На полу, под мойкой, находился предмет, привлекший его внимание. Там, как это обычно бывает в доме, где есть животное, стояла миска с молоком. Второй посудины, для корма, почему-то не было. Молока в миске осталось ровно наполовину. Он наклонился и, поднеся её к носу, принюхался – молоко, судя по запаху, было свежее, не скисшее. Покрутив головой, он ещё раз оглядел всю кухню – при всей способности быть незаметной, кошка, всё же, не призрак. Спрятаться она нигде не могла, оснащение здесь было поистине спартанским – холодильник, газовая плита, да стол, с встроенным в него, шкафчиком. И повсюду симптомы полной апатии и пренебрежения: на плите следы пригоревшего жира и остатки убежавшего кофе, створка у сушилки болтается на одной петле, а раковина наполнена грязной посудой. Стульев не наблюдалось – как он догадался, их унесли в комнату оперативники. Он открыл холодильник – на фоне явного запустения прямо таки бросились в глаза три литровых пакета с молоком. Ещё один, открытый, стоял сбоку в дверце. «Кошка, кошка!» – не осталось никаких сомнений. Для собственного спокойствия он заглянул и в шкафчик: тарелки, чашки, какие-то ёмкости для хранения круп, пара кастрюль с почерневшим дном, сковорода с отломанной ручкой – одним словом, весь тот хлам, который почти не используется, но методично копится и никогда не выбрасывается. Так и пылится годами, в надежде дождаться своего часа и быть извлечённым на белый свет. Внутренности шкафчика, как и остальные вещи в доме, несли на себе печать времени и неухоженности. Кошка, конечно, могла туда забраться, но только если бы умела открывать лапой дверцы. «Не за холодильник же она залезла» – глупо, но он всё же проверил и там.

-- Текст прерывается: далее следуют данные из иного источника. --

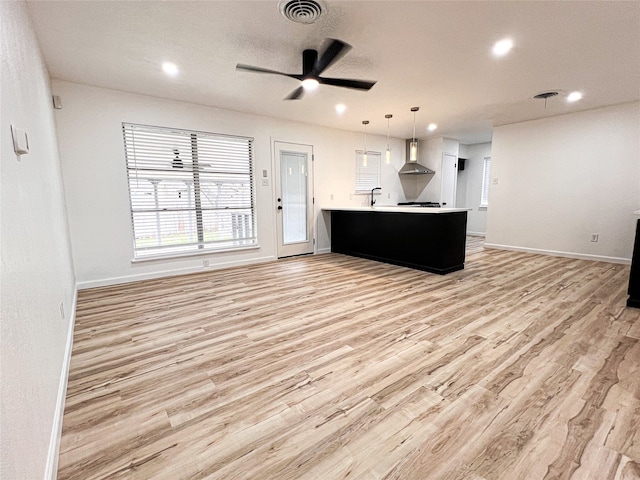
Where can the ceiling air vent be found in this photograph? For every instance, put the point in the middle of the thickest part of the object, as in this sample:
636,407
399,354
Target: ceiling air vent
302,11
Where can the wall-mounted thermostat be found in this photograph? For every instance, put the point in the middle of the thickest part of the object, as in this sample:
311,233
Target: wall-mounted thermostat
20,141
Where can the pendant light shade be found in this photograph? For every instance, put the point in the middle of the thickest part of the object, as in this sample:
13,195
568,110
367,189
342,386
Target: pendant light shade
364,155
388,152
413,147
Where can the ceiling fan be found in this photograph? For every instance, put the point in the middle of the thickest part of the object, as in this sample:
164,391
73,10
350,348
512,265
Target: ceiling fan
313,66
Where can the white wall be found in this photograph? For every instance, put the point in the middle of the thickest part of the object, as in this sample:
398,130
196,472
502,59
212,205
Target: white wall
37,272
428,188
469,191
92,155
562,178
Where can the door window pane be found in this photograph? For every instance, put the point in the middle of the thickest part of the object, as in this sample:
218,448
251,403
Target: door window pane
293,173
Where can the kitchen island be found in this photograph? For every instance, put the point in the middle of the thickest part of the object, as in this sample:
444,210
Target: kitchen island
429,239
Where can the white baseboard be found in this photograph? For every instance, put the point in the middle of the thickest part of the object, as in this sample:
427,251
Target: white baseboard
51,470
554,253
169,273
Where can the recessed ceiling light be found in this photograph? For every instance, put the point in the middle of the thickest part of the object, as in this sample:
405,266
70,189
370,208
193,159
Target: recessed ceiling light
170,69
502,47
310,84
574,97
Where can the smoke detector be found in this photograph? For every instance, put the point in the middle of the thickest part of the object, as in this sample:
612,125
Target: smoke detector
302,11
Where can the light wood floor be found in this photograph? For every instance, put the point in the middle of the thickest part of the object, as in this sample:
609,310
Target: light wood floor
330,367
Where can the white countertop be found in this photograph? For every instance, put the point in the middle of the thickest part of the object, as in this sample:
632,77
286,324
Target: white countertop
395,208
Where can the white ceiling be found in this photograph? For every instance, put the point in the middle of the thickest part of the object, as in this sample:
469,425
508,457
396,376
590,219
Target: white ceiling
435,55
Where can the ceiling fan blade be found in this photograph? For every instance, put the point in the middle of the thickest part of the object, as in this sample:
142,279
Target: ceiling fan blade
296,94
345,82
249,68
334,51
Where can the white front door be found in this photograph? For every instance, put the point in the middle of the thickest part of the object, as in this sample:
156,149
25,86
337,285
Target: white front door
449,180
294,198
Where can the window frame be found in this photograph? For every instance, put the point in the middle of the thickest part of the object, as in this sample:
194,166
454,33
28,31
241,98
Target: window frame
374,161
235,211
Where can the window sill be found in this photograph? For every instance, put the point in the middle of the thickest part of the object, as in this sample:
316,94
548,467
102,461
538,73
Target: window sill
174,256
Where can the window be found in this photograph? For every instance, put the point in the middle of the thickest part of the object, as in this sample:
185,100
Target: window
367,176
189,191
486,179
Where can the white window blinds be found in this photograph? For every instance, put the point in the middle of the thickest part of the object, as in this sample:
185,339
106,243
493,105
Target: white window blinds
486,179
367,176
189,191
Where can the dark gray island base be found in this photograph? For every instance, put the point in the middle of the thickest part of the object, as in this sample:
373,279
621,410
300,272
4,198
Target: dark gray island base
433,242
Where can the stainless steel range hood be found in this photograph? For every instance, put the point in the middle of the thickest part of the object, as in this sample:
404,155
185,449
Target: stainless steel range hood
413,168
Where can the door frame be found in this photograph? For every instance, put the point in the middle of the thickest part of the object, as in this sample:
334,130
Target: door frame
301,248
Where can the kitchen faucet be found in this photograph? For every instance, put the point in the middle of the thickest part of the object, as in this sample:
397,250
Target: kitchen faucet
373,202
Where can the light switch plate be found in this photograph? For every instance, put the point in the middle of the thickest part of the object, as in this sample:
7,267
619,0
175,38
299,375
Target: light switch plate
20,140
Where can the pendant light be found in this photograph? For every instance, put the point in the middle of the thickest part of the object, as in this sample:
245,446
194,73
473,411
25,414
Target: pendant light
388,153
364,155
413,147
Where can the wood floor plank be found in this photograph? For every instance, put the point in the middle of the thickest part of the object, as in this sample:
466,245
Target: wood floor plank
330,367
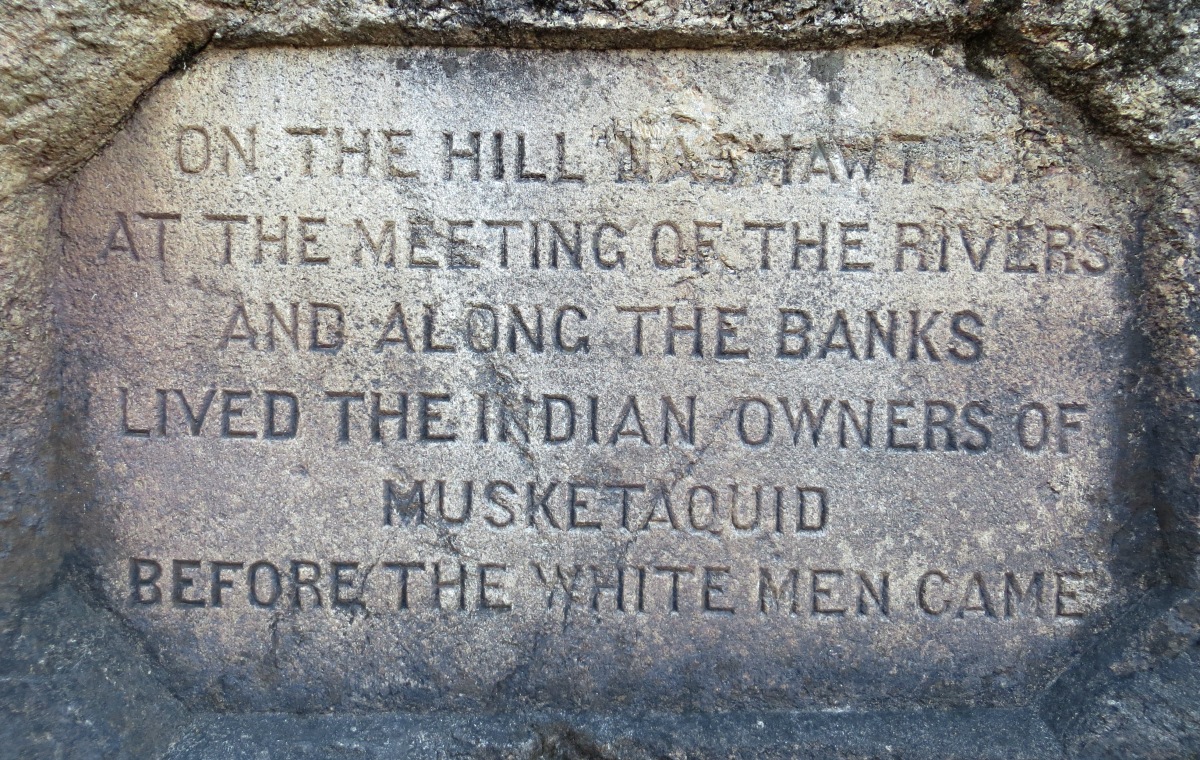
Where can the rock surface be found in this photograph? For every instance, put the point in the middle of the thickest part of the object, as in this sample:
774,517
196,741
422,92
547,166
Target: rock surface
71,72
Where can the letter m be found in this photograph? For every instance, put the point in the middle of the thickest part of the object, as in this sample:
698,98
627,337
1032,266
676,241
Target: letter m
1017,598
779,596
408,507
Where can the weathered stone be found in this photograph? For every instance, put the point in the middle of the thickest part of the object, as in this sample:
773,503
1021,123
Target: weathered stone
70,75
30,539
415,309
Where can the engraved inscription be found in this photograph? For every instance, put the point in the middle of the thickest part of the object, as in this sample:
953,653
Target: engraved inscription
431,377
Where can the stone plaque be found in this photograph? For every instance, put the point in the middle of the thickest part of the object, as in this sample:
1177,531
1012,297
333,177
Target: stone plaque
688,380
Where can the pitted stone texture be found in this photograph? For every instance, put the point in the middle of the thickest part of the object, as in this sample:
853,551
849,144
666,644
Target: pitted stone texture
30,537
951,153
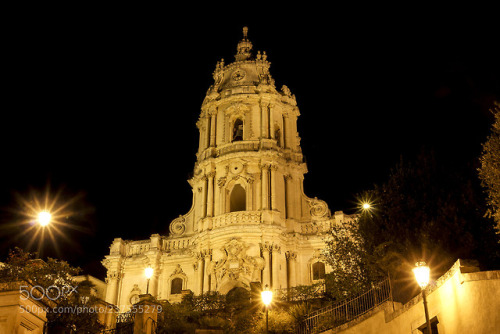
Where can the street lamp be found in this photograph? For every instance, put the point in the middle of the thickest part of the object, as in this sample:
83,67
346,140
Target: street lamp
44,218
422,273
148,272
267,298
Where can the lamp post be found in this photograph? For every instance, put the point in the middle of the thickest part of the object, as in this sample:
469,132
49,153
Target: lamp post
267,298
44,218
422,273
148,272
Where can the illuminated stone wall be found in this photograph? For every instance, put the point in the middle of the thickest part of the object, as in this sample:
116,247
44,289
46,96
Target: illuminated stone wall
461,302
250,220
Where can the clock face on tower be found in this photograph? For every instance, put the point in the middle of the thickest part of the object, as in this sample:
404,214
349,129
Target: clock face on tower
238,75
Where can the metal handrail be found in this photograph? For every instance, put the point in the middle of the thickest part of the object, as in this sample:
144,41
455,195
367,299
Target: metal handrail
346,310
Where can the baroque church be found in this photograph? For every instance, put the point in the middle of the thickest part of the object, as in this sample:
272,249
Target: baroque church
250,221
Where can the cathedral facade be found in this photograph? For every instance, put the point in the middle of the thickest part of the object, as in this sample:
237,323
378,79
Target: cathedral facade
250,221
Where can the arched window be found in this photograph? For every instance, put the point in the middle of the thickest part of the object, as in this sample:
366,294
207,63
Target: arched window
237,201
176,286
318,271
238,130
277,135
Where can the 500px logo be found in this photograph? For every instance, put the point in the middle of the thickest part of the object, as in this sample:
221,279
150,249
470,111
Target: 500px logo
38,292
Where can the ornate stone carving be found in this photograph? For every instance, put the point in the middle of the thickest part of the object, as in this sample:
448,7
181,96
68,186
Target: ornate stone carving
235,263
319,208
178,226
177,271
290,256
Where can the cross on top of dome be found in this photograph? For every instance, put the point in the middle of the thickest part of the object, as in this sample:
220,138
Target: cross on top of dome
244,47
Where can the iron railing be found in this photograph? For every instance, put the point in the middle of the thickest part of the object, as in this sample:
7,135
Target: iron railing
347,310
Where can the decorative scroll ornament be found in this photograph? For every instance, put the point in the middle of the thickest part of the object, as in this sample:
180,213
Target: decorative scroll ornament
178,226
319,209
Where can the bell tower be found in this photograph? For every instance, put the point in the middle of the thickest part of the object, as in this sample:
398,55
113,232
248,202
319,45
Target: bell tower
249,156
250,221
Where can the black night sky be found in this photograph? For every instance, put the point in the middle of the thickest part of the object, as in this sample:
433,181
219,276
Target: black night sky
104,106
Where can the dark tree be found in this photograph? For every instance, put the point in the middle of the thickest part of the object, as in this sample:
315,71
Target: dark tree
489,172
429,210
72,306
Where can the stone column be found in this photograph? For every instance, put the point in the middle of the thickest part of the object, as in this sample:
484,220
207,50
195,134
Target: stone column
266,272
210,200
112,281
201,269
212,130
204,197
276,266
207,134
265,187
286,191
265,121
274,205
206,282
291,259
258,192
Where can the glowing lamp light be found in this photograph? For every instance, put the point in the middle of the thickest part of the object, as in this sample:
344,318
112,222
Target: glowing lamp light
422,273
148,272
44,218
267,297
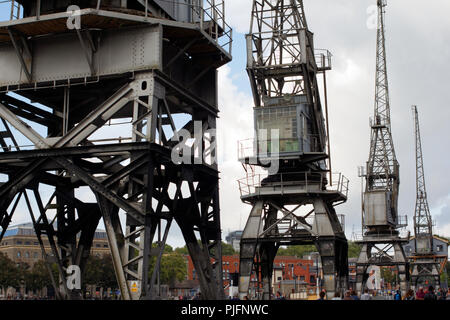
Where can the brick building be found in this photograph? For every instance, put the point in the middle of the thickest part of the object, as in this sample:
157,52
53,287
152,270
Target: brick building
20,244
287,268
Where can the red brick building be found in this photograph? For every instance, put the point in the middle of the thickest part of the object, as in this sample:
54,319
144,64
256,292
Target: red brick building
287,268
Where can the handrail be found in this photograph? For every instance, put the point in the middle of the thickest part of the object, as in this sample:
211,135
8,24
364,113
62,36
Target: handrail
312,182
202,12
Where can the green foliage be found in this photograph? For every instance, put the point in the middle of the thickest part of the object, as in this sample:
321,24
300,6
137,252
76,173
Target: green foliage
182,250
388,275
173,267
227,249
9,272
38,277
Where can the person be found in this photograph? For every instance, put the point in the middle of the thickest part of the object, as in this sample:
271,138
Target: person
442,294
430,295
321,296
354,295
337,296
420,295
366,295
348,296
409,295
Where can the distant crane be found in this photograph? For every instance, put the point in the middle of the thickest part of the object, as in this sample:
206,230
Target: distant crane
294,205
424,263
380,218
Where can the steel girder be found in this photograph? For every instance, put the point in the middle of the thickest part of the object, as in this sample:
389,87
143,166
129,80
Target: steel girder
378,252
264,233
140,188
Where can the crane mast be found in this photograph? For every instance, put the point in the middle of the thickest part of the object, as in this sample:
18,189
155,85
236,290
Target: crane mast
381,244
423,226
426,263
382,167
291,132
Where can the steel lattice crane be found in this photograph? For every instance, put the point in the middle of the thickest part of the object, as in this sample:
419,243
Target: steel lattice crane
381,244
423,225
283,67
424,263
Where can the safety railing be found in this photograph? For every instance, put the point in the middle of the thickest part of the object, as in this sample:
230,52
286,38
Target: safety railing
212,21
402,221
209,14
323,59
310,182
250,148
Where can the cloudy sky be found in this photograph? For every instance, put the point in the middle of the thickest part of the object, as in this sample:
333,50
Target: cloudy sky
418,49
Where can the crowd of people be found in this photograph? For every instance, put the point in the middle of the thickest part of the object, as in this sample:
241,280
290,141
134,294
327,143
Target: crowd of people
421,294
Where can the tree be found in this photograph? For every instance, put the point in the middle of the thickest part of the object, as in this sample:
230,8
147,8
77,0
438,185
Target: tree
227,249
8,272
173,268
353,249
38,277
99,271
388,275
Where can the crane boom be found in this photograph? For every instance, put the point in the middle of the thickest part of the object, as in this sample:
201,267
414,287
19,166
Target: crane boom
423,226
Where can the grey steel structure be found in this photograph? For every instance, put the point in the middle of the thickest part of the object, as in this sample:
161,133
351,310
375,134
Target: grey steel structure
102,94
294,205
425,263
381,243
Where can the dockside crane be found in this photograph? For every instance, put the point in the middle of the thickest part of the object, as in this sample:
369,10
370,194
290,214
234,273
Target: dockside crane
293,203
425,264
381,244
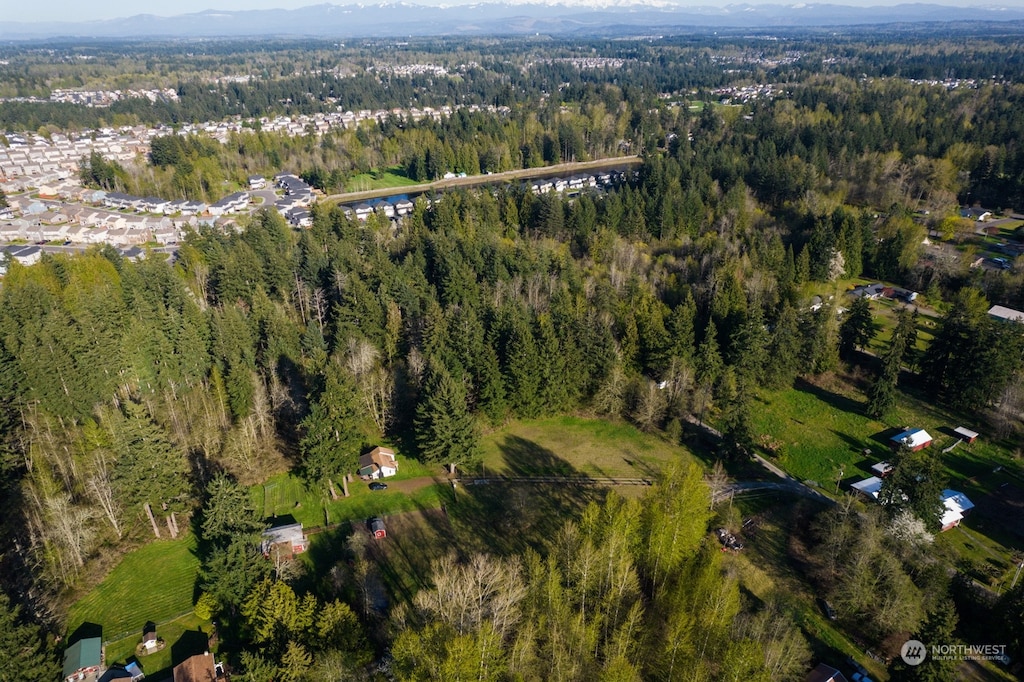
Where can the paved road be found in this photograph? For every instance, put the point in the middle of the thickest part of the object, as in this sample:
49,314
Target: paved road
476,180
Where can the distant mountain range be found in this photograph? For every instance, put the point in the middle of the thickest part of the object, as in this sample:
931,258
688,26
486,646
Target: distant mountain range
398,19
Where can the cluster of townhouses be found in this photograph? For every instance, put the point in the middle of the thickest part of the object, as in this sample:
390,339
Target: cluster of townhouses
298,196
321,123
31,161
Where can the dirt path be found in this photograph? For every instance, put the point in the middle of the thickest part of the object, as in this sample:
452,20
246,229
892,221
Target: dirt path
475,180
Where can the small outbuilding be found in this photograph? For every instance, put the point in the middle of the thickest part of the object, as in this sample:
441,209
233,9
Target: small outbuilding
1006,314
377,528
882,469
869,487
955,506
378,463
824,673
965,434
200,668
290,539
913,438
83,659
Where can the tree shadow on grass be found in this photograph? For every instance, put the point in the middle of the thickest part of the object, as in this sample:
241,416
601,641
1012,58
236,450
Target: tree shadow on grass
85,631
188,644
525,458
507,518
836,400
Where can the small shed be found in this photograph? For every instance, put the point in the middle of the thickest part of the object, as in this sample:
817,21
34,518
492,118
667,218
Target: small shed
869,487
966,434
913,438
83,658
150,640
823,673
882,469
955,506
200,668
378,463
290,539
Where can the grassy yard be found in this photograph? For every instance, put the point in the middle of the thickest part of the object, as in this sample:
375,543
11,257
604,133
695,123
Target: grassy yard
154,583
766,570
380,179
822,429
184,636
286,497
572,445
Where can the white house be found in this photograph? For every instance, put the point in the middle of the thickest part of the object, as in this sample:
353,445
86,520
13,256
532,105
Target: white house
955,506
378,463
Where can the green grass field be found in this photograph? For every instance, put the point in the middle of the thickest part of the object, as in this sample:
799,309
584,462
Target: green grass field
184,636
153,583
824,429
287,496
392,177
573,445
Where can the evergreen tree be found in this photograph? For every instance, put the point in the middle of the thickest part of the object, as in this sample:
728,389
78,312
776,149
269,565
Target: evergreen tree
782,363
857,329
709,367
228,512
331,432
148,468
882,394
445,431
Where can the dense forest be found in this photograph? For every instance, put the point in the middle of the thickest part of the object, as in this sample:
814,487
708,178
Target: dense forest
675,299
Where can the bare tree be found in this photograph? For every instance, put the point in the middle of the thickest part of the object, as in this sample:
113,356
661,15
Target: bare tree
100,487
649,408
361,357
377,390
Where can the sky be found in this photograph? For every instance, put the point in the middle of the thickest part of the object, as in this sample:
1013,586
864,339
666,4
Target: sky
79,10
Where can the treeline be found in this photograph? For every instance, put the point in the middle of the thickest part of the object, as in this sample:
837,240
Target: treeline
633,590
472,142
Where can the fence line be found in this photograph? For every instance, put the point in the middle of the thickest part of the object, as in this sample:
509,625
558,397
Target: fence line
129,633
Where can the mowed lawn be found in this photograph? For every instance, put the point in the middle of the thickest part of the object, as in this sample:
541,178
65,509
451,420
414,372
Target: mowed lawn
823,431
287,497
378,180
153,583
572,445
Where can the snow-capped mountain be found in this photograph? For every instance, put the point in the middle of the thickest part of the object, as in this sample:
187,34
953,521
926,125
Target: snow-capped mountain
517,16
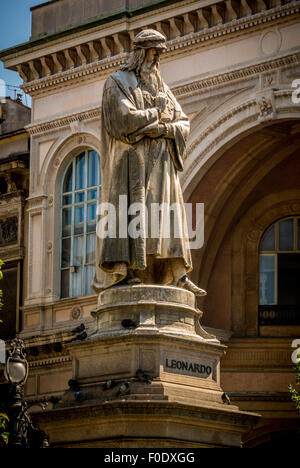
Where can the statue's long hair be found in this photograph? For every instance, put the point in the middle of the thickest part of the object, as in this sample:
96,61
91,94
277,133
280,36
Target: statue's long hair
135,61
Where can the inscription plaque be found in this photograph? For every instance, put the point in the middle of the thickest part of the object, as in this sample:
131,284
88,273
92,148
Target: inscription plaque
189,367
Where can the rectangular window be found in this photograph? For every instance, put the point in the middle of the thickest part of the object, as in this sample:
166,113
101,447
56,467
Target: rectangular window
267,280
286,235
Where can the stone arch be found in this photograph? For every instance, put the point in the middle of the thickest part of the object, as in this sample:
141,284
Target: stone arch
229,194
246,240
227,125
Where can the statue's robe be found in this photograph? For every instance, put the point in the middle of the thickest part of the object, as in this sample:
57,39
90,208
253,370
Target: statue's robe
145,169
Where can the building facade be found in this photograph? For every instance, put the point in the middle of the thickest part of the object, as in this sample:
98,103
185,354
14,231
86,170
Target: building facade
233,65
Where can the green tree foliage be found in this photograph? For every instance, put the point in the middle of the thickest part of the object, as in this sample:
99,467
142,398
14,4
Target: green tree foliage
1,276
3,433
295,394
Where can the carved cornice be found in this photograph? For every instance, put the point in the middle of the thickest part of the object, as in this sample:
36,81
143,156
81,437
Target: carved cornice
264,105
189,89
50,361
65,121
246,72
193,29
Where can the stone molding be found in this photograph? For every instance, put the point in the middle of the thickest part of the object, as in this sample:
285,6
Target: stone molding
184,91
187,30
235,120
239,74
65,121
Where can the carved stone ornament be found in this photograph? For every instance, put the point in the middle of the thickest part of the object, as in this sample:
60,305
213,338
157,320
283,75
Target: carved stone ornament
9,230
76,312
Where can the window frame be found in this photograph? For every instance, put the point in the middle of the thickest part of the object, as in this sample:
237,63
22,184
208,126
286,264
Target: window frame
83,266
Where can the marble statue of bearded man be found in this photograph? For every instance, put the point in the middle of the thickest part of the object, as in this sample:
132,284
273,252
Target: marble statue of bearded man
144,134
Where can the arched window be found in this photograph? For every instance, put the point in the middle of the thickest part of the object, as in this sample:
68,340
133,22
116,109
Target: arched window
279,274
79,198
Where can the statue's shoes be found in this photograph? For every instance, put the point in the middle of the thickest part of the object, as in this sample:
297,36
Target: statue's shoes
134,280
190,286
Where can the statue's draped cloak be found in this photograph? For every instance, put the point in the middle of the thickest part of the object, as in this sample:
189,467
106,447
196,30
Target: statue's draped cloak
144,169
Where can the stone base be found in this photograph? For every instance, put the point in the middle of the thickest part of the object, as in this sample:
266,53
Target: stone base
154,385
152,308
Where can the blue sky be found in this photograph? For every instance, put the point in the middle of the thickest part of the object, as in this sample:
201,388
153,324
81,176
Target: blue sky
15,27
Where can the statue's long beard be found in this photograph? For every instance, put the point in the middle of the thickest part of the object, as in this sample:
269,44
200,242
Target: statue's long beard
150,77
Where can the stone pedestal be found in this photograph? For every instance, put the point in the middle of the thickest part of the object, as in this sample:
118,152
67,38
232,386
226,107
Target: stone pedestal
151,381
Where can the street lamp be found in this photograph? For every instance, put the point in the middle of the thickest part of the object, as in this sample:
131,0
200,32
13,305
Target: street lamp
22,432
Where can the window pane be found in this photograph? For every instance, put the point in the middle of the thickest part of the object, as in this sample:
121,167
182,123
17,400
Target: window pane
79,219
91,215
68,180
80,171
92,194
65,283
66,222
286,235
288,279
66,252
67,199
90,248
267,279
77,282
79,197
268,240
89,275
78,250
93,169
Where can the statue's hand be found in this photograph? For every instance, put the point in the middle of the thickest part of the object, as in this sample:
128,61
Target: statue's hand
155,132
160,103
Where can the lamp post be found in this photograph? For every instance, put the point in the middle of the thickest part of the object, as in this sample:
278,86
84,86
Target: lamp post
22,432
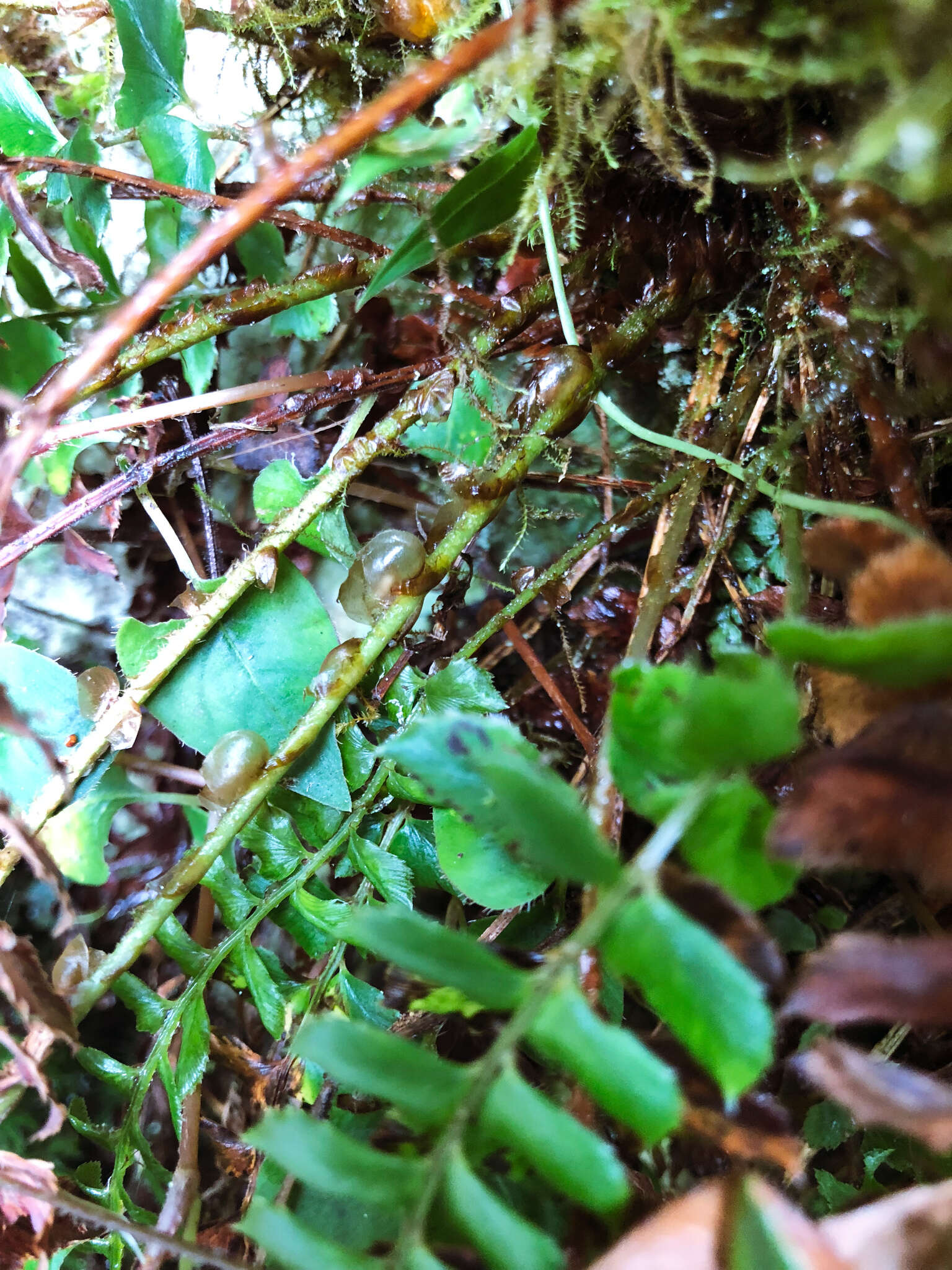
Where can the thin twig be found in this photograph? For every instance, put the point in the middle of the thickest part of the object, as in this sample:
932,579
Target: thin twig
395,104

Остановившись перед соседской дверью и уже собираясь постучаться, он услышал удаляющиеся шаги и обрывки фраз – Глеб и его напарник спускались вниз. Он, не тратя время на раздумья – как отнесутся к такому странному вопросу, подошёл к перилам и, наклонившись в пролёт, громко, чтобы они услышали, спросил:
– Глеб, подождите! Вы когда квартиру осматривали, кошку не видели?
Шаги на лестнице прекратились, разговор оборвался, и на мгновение повисла пауза, видимо там не сразу сообразили, о чём речь:
– Пётр Сергеевич, извините, не расслышал! Кошку? – он представил, как парни удивлённо переглядываются – «совсем старый рехнулся». Он знал, что о нём, среди коллег, устоялось мнение – «немного не в себе», связываемое с его возрастом и предпенсионным состоянием.
– Да, там на кухне миска с молоком на полу. Значит и кошка должна быть. Не обратили внимание?
– Нет, Пётр Сергеевич, кошки не было!
– А не могла она мимо вас проскочить, когда вы дверь открывали? – он рискнул позанудствовать: существование кошки, при наличии миски с молоком, казалось абсолютно логичным.
– Нет, точно не было. Мы заходили все вместе, кто-нибудь, да заметил бы!
– Ладно, извините, что задержал! – всё-таки непонятно: по всем признакам в доме имелось животное, но значения этому, никто, почему-то, не придал!
Беседа с жильцом, из квартиры напротив, который и вызвал полицию, услышав громкий хлопок похожий на выстрел, ничего нового не дала. Всю эту информацию следователь уже знал – погибший жил уединённо, тихо, никто к нему не приходил, с соседями отношений не поддерживал, только здоровался, встречаясь на лестнице. Из дома выходил редко, в основном, когда нужны были продукты. Кем и где он раньше работал, есть ли у него дети – сосед тоже не знал. Но, судя по всему, был совсем одинок. До приезда полиции из квартиры никто не выходил – «Я выгуливал собаку и уже поднимался к себе, когда это произошло, а после вызова наблюдал в глазок». На вопрос – были ли у погибшего домашние животные, сосед сразу отрицательно замотал головой, словно сама мысль, допускающая это, являлась полной нелепостью – «Сергей Иванович о себе то, не мог позаботиться, вид у него запущенный, брюки мятые, обувь нечищеная, дома, в прихожей свет не горит, всё старое, ломаное». Был он у него, за всё время их знакомства, всего несколько раз, и то совершенно случайно и недолго, и никаких кошек-собак не заметил.